Happy Birthday

Author H.G. Wells was born September 21 in 1866
When I think of H.G. Wells I always picture Orson Wells. I’m not sure if that’s due to the same last names, or if the actor played the part of the author in some long-forgotten film that lingers in the recesses of the mind. Or maybe even a character in a film that originated with H.G. Wells. Who knows. Maybe even word association. As I recall someone’s name at the swimming pool: Spring, for Spring Byington. This is pretty funny as the swimming pool Spring is Chinese, hardly a stand-in for the movie star. But whatever works, I say.

Spring = Flowers

Flowers and pots and dirt, Oh My! And it’s off to the plant place we go. And about time, I say. So now with the new photo flash drive I’ll be able to easily and quickly move and backup photos on my Android. At least we’ll give it a bloody go, yes?

But of course this brings memories along with it. Memories with flowers and places and people.
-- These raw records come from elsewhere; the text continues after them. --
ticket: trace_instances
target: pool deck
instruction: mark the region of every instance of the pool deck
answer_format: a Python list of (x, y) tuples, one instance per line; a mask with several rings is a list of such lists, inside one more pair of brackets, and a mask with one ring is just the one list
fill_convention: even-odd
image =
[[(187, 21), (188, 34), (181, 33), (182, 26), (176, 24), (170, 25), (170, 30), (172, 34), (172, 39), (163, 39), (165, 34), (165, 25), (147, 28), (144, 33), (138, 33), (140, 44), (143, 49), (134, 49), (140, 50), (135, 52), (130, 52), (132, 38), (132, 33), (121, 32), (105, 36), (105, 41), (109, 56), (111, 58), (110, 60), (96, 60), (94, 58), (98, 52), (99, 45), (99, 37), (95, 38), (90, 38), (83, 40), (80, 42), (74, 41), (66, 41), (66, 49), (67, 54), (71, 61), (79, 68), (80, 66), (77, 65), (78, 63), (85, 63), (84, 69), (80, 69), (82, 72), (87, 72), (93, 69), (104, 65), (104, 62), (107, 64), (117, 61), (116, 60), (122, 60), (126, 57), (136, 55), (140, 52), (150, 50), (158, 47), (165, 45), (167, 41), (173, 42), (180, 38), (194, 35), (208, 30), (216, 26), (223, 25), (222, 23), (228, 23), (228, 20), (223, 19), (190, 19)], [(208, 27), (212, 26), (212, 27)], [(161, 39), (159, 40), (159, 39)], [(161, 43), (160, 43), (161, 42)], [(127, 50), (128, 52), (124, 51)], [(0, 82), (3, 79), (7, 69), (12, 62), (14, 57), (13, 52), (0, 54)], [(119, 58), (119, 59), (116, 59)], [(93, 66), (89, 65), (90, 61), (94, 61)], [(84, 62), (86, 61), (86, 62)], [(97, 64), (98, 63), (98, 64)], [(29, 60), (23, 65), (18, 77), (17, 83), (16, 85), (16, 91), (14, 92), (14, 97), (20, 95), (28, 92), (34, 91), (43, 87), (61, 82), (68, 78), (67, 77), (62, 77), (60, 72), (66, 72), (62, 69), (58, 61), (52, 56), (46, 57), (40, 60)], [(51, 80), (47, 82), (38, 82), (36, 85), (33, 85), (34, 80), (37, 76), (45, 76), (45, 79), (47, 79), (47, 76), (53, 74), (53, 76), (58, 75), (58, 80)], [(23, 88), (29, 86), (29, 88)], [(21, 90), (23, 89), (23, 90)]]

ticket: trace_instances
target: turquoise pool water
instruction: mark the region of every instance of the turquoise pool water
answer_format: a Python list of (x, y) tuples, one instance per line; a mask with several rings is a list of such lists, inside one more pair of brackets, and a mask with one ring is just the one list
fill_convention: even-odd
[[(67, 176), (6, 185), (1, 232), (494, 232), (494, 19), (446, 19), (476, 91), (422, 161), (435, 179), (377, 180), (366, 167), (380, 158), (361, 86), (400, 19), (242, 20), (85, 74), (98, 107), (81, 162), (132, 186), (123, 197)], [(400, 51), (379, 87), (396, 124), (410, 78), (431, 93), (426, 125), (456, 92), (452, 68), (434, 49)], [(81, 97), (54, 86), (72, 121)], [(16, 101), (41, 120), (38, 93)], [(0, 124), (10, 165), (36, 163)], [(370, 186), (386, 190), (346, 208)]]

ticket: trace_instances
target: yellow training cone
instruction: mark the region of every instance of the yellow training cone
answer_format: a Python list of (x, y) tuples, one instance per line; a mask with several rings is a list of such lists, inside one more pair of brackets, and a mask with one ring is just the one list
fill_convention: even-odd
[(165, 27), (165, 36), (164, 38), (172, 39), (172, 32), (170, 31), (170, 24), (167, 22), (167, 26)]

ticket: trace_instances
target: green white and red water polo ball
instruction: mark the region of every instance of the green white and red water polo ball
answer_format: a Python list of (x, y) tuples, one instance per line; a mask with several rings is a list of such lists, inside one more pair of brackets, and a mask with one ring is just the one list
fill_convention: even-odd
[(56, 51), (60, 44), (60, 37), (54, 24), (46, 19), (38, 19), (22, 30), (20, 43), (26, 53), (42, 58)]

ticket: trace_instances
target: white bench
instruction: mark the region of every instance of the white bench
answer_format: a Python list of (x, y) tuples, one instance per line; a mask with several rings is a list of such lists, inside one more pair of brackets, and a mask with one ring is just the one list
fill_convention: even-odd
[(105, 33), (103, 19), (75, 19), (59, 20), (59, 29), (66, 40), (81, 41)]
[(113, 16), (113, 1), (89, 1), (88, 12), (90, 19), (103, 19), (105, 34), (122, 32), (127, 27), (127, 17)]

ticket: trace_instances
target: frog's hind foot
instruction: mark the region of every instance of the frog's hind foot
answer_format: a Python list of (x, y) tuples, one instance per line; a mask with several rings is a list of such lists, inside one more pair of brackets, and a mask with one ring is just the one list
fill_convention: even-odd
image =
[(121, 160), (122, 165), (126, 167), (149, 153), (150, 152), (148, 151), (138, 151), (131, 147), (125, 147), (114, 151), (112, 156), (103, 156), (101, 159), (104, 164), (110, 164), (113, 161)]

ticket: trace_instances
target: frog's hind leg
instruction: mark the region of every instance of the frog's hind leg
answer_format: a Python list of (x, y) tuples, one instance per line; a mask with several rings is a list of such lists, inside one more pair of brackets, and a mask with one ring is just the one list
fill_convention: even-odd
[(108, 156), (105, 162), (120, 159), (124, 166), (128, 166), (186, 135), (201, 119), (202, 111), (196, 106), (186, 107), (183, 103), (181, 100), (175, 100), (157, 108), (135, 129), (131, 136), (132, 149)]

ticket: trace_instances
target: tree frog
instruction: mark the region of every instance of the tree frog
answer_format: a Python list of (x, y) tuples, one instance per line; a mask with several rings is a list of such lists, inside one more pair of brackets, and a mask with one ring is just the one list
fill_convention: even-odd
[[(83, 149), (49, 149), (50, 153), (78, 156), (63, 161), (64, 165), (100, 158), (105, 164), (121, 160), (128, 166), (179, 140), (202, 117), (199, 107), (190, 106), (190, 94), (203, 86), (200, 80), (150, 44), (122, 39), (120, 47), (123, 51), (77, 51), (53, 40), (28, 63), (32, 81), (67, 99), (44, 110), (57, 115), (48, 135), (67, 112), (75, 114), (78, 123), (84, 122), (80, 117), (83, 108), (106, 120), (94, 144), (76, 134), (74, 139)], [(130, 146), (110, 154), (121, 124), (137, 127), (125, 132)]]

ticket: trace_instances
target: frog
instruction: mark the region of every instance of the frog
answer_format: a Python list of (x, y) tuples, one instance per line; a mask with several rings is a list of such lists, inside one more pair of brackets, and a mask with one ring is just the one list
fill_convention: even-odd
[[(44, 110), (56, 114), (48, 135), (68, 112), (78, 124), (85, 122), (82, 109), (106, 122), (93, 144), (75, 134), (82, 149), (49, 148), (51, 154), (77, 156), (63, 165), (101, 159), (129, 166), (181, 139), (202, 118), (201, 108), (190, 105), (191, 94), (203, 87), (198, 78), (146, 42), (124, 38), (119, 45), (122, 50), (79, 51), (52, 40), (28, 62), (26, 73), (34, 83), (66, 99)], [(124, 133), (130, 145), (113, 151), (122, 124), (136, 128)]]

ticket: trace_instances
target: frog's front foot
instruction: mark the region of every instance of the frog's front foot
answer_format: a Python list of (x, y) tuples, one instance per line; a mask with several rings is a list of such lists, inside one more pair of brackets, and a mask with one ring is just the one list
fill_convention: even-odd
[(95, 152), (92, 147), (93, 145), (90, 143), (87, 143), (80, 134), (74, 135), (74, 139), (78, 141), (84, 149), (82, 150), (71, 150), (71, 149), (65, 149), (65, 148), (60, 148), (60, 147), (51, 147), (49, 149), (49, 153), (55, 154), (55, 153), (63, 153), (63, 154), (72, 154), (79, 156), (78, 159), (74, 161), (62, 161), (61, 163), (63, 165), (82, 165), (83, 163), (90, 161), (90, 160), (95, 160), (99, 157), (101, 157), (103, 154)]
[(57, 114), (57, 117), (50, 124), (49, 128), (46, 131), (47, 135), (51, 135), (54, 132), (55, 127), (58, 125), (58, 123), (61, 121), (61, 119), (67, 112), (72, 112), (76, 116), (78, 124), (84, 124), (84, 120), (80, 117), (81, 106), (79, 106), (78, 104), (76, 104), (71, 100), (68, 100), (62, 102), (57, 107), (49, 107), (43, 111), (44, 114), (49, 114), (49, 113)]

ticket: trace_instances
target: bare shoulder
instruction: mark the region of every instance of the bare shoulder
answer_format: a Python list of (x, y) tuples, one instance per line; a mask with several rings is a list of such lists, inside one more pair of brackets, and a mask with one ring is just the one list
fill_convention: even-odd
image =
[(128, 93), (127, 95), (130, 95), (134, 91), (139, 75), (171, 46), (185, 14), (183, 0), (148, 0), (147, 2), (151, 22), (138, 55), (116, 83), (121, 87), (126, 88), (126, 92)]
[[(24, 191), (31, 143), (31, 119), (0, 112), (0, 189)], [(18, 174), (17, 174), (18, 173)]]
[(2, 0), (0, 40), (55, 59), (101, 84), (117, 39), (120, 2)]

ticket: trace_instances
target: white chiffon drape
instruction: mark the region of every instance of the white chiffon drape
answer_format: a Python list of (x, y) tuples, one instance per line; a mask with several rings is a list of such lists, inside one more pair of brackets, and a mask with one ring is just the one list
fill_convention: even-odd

As indeed the trail of flower roots through out the years.

From Manitou—a touch, just a plant sampling from the upper courtyard:


Manitou Courtyard

My return should bring a flowering of blooms—which shall be published, assuming the new browser and flash drive and computer all cooperate!




Tao & Zen

Signs of Spring, yes?

In the photo below, of the Lily of the Valley, I am flown back to childhood. At the First House Mum had lilies of the valley planted along one side. It seemed a large patch then, in the way of childhood. I’d pick them and bring them in the house to my mum. And I’d always find her in the kitchen where she would be making something. I’d take my time getting the delicate flowers into the house, walking the long way around to the back door. I wanted to smell the scent of the flowers, so fragile and sweet, as long as I could. They never smelled quite so lovely once they went into a vase.


Artistic Nature

Old Moss Woman’s Secret Garden


Barn Owl photo by Benjamin Joseph Andrew—A Room With A View

“Spring has returned. The Earth is like a child that knows poems.”

~ Rainer Maria Rilke; (1875–1896) Bohemian-Austrian poet


It’s a surprise and it’s so very pleasing. Rilke does that by changing from the expected (a child who begins to grow) to the art that is represented— the poem.